In the Winter when it would snow my brother and I would take big tractor sized inner tubes and find the steepest hills to fly down all day long. We would build jumps and all kinds of fun stuff.
All this adventurous excitement came to a halt after my parents divorce and for many years following. I then grew into an adult and started climbing the corporate ladder. I didn’t know how to hear my heart anymore. Instead I was on a constant mission to prove my parents wrong…that I was worth something.
We get lost in our survival mechanisms that we developed as children when bad things happened. We build walls, we wear a mask, we don’t even know who we are anymore. We completely lose ourselves and become an actor in someone else’s play.
At some point we hit the wall and misery starts to creep in. You may become depressed, have anxiety, or want to give up all together.
That is your heart trying to tell you that this isn’t going to work anymore and it’s time to find yourself. To get in alignment with who you were made to be. You can try to fight it but life will continue to get tougher until you listen to it. My advice, LISTEN TO IT! It will go much faster!
This started to happen to me. I found friends who were outdoorsy and I started hiking in Tahoe and that ignited the spark in me. I started trail running, then I started mountain biking. All these things reminded me of that joy I felt as a child! They made me feel alive again. And….I am still just as crazy! I love speed and flying down hills, running single track jumping over rocks and ruts. My happiest place is on a mountain trail.
The more I went there, the more I found myself.
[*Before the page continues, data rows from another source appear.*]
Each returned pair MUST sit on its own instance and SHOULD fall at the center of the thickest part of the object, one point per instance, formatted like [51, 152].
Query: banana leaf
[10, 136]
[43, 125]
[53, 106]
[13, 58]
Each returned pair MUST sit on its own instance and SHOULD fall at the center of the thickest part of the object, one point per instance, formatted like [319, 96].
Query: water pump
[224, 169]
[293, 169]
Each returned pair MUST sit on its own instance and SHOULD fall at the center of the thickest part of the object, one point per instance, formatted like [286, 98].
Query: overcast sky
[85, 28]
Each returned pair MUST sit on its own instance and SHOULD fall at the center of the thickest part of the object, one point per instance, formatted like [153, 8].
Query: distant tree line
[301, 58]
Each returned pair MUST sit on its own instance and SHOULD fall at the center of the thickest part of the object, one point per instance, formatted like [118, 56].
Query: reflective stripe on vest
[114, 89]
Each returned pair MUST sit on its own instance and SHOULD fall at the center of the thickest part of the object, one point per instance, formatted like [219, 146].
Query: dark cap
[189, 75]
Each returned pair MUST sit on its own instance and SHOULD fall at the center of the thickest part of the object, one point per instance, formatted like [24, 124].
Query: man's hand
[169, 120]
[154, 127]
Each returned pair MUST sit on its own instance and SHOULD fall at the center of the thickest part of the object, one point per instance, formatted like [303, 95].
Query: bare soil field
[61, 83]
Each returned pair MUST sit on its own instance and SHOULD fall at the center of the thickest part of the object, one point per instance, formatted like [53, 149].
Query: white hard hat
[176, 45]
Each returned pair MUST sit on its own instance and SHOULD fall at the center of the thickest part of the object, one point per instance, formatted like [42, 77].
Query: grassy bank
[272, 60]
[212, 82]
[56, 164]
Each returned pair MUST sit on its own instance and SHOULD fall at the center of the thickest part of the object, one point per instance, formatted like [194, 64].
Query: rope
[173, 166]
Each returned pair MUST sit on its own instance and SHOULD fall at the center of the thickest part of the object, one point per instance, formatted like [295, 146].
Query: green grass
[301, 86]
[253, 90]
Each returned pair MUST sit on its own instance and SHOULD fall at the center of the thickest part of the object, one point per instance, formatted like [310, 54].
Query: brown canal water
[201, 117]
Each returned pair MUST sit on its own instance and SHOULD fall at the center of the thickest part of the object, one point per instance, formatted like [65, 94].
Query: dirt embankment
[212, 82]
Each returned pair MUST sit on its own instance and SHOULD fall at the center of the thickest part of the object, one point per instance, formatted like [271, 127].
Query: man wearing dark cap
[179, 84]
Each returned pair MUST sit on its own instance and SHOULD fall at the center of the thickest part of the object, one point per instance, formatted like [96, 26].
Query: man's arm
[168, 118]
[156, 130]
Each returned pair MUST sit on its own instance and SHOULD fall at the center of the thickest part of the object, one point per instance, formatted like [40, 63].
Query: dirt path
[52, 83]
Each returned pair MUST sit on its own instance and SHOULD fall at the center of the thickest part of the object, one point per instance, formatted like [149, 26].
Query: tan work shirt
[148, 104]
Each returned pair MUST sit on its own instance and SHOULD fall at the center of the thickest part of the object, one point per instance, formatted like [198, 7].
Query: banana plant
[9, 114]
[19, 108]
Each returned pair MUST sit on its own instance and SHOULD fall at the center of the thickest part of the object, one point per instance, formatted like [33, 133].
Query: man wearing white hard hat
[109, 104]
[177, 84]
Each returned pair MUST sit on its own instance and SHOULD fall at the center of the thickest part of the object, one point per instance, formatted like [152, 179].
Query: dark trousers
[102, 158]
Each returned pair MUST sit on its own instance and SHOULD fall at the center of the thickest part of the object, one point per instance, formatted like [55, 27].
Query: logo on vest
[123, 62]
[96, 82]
It guided me to who I am today.
So, again I ask you, what did you dream of as a child? Really take some time to think about it. Write it down. Think deeply about this.
When we were children we lived from our hearts. We had enormous imaginations! Yours may have been completely different from mine. You might have loved to just be alone and read. You may have loved science projects or building things with your hands.
Also, pay attention to what your personality was. For me, I was shy. I didn’t mind being alone. I cared for people and never wanted to hurt them. I wanted to do the right thing. I wanted to be kind to people and I would always make friends with the person no one else would be friends with. The way I was treated at home taught me to have empathy for others who are hurting. This is what guided me into helping people and wanting to be a life coach.
Who were you? Were you outgoing? Good with people? A leader? Did you always have a lot of friends or just a few close friends? What were you good at? This will tell you a lot about yourself but you have to do the work and allow yourself to go back to your childhood.
As you go through this you might be tempted to respond with “I could never do that now, I have too many responsibilities”.
You don’t have to change everything right now! The key is to start doing those things again that brought you joy, excitement and passion.
Implementing these things back into your life will start guiding you on an adventure to knowing your true heart…to understand who you are and what you were made for. You will find that you start getting to know yourself better and better the more you engage in things that light you up.
It’s the little steps we take that bring more and more enlightenment. More doors start to open. You become more aware and start having “a-ha” moments.
You don’t need a plan right now. Just start doing those things that excite you! They will be your guide.